In the search for an alternative explanation, it is important to note that IDO blockade using orally administered IDO inhibitors has neglected possible adverse effects due to noncompetitive inhibition of constitutive IDO in the gastrointestinal tract. The most abundant expression of IDO at the mRNA and protein levels is observed in the mouse epididymis, jejunum, and ileum, followed by the colon, prostate, and spleen.[37] In the gut, most of the IDO-positive cells are observed in the interstitial space of the mucosa and they resemble macrophages and dendritic cells. There is also abundant IDO-positive staining in Peyer’s patches. These findings indicate that IDO-expressing immune cells probably play an important role in gut physiology and in maintenance of the integrity of the intestinal barrier.
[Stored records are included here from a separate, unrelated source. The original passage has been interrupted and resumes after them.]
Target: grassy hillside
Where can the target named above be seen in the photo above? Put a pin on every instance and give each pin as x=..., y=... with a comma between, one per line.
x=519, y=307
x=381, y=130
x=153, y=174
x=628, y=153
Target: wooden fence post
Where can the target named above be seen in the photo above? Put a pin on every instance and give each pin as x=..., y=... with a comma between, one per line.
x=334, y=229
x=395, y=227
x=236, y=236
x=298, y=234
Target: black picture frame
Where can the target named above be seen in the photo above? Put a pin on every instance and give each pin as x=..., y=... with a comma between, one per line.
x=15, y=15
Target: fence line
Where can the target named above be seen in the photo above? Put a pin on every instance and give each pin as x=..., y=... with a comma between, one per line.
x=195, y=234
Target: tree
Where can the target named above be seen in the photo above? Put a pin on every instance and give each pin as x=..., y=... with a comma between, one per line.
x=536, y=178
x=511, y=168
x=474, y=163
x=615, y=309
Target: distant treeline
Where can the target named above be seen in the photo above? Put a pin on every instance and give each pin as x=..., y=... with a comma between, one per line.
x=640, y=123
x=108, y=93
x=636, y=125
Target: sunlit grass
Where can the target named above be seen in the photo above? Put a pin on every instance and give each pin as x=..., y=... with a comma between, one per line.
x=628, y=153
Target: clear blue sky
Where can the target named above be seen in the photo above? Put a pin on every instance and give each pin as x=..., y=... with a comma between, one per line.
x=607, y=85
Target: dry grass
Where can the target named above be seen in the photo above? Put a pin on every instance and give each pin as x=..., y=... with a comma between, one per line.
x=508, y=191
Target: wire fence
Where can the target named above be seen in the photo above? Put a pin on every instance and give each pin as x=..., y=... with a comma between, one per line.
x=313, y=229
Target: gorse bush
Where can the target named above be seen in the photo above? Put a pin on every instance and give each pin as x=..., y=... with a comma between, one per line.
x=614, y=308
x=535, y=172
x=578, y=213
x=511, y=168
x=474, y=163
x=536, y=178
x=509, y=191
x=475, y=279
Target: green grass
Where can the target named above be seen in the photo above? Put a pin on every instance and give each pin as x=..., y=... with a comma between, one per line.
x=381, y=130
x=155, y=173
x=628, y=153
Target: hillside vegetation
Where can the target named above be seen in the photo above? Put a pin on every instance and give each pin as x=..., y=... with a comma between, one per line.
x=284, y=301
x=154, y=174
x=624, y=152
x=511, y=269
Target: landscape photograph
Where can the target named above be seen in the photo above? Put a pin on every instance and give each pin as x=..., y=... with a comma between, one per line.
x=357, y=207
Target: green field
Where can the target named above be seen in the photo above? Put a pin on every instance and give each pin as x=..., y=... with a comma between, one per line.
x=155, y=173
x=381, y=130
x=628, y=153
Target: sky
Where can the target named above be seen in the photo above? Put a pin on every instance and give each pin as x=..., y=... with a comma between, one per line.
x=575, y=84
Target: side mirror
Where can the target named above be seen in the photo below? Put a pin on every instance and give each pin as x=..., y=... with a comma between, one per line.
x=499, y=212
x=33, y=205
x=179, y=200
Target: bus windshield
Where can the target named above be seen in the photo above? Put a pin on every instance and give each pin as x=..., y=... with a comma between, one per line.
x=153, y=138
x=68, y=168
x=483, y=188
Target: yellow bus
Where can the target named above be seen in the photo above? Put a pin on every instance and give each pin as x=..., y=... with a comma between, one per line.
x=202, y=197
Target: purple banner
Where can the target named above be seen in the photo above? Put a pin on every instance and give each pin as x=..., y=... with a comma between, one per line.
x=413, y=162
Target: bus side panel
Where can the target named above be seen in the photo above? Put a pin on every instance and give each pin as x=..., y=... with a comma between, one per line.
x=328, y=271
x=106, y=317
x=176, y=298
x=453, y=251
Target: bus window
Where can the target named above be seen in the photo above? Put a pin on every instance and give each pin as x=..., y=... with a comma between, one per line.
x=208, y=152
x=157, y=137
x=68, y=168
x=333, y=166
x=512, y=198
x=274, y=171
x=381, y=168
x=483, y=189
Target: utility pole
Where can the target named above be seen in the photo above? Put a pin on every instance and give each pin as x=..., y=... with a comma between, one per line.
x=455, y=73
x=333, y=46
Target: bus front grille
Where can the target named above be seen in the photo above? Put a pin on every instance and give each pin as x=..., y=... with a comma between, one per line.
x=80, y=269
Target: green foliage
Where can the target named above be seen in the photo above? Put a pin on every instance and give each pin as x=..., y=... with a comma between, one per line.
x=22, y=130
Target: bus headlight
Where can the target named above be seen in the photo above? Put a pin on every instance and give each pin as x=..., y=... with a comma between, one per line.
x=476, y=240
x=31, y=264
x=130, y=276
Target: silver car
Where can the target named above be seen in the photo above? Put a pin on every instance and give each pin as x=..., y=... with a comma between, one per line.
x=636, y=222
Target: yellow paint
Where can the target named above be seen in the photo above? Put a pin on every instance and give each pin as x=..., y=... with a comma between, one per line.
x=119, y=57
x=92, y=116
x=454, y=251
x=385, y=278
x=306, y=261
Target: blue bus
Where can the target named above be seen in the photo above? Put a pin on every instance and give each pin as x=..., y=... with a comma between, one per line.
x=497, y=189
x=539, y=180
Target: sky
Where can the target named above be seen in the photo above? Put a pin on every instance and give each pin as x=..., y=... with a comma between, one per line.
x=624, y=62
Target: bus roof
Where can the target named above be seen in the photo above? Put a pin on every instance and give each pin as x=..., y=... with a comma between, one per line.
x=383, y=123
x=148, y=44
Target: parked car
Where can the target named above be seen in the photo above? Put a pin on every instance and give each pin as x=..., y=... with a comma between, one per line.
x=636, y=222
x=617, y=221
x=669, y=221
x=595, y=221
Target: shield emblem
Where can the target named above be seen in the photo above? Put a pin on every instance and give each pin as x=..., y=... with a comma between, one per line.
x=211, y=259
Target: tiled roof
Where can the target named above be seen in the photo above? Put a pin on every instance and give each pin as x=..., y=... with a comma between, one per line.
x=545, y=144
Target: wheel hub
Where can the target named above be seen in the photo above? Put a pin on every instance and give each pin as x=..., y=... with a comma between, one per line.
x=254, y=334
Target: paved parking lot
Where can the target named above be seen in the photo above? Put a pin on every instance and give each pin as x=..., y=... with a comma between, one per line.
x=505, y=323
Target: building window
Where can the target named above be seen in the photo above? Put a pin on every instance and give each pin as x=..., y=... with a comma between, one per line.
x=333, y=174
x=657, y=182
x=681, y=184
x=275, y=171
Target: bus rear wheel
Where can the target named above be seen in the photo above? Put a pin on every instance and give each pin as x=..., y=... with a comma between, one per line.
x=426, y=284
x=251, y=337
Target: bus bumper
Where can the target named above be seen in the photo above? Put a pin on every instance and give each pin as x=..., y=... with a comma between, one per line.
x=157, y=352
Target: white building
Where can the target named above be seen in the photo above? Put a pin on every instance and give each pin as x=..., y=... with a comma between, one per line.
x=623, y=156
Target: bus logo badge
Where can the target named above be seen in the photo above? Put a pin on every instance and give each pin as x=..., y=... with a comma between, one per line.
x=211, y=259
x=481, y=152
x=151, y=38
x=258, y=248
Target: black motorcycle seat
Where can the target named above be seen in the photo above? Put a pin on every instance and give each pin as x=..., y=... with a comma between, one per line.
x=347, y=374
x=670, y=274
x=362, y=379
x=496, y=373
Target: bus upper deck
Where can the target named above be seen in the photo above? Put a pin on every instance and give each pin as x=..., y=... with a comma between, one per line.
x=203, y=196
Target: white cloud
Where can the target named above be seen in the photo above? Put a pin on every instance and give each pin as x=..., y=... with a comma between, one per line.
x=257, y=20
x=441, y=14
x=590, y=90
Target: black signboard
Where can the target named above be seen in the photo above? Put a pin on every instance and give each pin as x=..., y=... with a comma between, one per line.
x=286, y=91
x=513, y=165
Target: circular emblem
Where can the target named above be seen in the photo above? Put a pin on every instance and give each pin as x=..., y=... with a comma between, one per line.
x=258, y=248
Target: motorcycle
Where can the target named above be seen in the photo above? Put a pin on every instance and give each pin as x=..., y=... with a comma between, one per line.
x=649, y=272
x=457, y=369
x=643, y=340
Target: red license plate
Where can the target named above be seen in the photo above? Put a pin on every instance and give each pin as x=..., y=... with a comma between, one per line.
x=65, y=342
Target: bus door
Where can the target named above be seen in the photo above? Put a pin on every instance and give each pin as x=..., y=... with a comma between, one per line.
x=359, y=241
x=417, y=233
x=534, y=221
While these functions are relatively new areas of investigation, some studies suggest that intestinal IDO may alter the metabolites available to the gut microbiota[38-41] and, in this way, affect behavior.[41] Although IDO inhibitors are claimed to have an excellent safety profile, a closer examination of adverse effects associated with their administration reveals that patients with cancer treated with the selective IDO1 inhibitor INCB024360 (epacadostat; Incyte) complain of fatigue, nausea, and abdominal pain.[42] The still undocumented occurrence of similar toxicities in IDOInh-treated mice would be sufficient to account for the impaired running wheel performance observed with prolonged administration of this compound.
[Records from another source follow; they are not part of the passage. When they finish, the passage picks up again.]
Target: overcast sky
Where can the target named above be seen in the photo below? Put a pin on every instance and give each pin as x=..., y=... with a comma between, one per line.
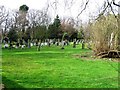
x=71, y=10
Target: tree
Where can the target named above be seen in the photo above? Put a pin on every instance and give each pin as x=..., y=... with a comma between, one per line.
x=40, y=35
x=104, y=33
x=12, y=35
x=54, y=30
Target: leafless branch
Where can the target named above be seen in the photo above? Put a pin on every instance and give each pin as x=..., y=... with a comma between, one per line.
x=83, y=8
x=115, y=3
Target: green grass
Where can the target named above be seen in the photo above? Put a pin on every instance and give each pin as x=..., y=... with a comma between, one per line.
x=55, y=68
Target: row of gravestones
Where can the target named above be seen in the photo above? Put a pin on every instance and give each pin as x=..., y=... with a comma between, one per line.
x=51, y=42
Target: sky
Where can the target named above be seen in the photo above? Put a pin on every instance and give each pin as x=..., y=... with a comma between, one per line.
x=71, y=10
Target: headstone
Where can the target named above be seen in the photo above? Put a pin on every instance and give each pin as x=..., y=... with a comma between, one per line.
x=6, y=45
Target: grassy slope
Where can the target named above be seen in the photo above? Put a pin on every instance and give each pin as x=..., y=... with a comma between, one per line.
x=53, y=67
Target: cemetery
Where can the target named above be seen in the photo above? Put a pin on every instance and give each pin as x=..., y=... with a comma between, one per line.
x=43, y=51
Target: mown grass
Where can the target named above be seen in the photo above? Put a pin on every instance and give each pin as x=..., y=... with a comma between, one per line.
x=55, y=68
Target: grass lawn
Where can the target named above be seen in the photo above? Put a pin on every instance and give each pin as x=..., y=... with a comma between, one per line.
x=55, y=68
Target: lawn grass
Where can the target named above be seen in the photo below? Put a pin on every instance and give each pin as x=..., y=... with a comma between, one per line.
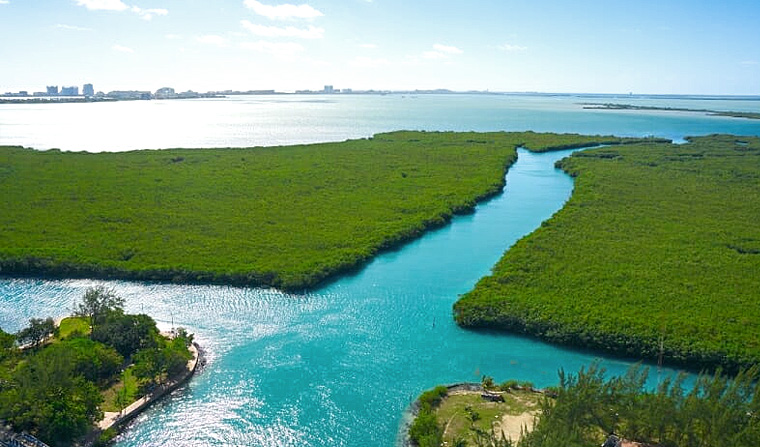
x=73, y=325
x=128, y=381
x=658, y=250
x=289, y=217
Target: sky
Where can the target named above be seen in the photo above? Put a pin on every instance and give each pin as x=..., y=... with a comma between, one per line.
x=573, y=46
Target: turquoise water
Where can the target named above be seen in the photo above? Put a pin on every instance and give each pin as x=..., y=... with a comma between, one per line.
x=243, y=121
x=336, y=367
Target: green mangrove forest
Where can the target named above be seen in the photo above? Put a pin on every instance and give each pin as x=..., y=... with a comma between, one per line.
x=288, y=217
x=716, y=411
x=655, y=256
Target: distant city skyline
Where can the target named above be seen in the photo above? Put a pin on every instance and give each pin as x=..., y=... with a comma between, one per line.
x=586, y=46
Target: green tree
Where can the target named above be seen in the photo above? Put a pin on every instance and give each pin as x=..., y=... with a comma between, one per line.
x=97, y=303
x=49, y=400
x=37, y=331
x=7, y=344
x=127, y=333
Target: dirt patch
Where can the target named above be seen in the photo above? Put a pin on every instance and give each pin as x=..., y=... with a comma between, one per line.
x=513, y=426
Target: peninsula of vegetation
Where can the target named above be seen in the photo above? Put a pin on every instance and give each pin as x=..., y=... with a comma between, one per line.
x=585, y=408
x=287, y=217
x=58, y=382
x=613, y=106
x=656, y=255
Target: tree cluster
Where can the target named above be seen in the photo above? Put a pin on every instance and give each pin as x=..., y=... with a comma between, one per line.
x=717, y=411
x=53, y=388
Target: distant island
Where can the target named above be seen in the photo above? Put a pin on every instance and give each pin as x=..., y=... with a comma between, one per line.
x=613, y=106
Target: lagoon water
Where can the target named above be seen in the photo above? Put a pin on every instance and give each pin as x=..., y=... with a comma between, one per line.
x=242, y=121
x=337, y=367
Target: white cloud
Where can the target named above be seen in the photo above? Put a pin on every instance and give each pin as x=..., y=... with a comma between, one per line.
x=118, y=5
x=511, y=48
x=72, y=28
x=108, y=5
x=147, y=14
x=446, y=49
x=285, y=50
x=441, y=52
x=122, y=49
x=212, y=40
x=283, y=12
x=311, y=32
x=369, y=62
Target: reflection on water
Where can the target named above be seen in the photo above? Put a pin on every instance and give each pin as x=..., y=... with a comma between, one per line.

It has been reported that tumoral IDO expression predicts poor outcomes in head and neck squamous cell carcinoma, as well as in other tumors, likely due to the association of IDO with regulatory T cells.[2,43-46] In this study, we observed IDO1 expression in human and murine tumor cells. Furthermore, IDO inhibition by 1-MT may improve the tumor response to chemoradiation and decrease the probability of tumor reoccurrence. However, such a favorable effect of IDO inhibition was not observed in IDO1 knockout mice and in mice treated with a selective inhibitor of IDO1. In both cases, there was a tendency for IDO1 inhibition to decrease response of the tumor to chemoradiation. The differences observed between 1-MT treatment and ido1−/− mice could certainly be attributable to the differences in timing of the inhibition. While the knockout mice lacked IDO expression at the time of tumor engraftment, pharmacologic inhibition of IDO with 1-MT did not begin until 10 days after tumor cell injection. However, this does not explain the differences observed between 1-MT and IDOInh-treated mice. The contrasting effects of pharmacologic IDO1 inhibition were apparent despite the fact that our experiments were underpowered to test the efficacy of IDO1 inhibition on the tumor response to chemoradiation (which was not the focus of our study). One tentative explanation for the possible difference between 1-MT and more selective modes of blockade of IDO1 is the possibility that the tumor expresses IDO2 and TDO in addition to IDO1; these 2 enzymes take over when IDO1 is blocked thereby circumventing IDO1 blockade. The ability of HPV16 E7 to induce IDO1 has already been described[23] but there has been no systematic study of the possible concomitant expression of IDO2 and TDO in HPV-positive tumors. Another explanation for the adverse effects of selective IDO1 blockade on tumor response to chemoradiation is that IDO1 blockade also inhibits the cytotoxic activity of natural killer cells. This effect has been proposed to be responsible for accelerated tumor growth in another murine model of cancer.[47]

In conclusion, the present results point to the inability of IDO1 inhibitors to prevent behavioral toxicities induced by chemoradiation even when IDO inhibition has the potential to favorably enhance cancer outcomes. The observation of behavioral impairment associated with administration of a specific IDO1 inhibitor points to the necessity of investing in further studies to clarify the source of this potential adverse effect and minimize it.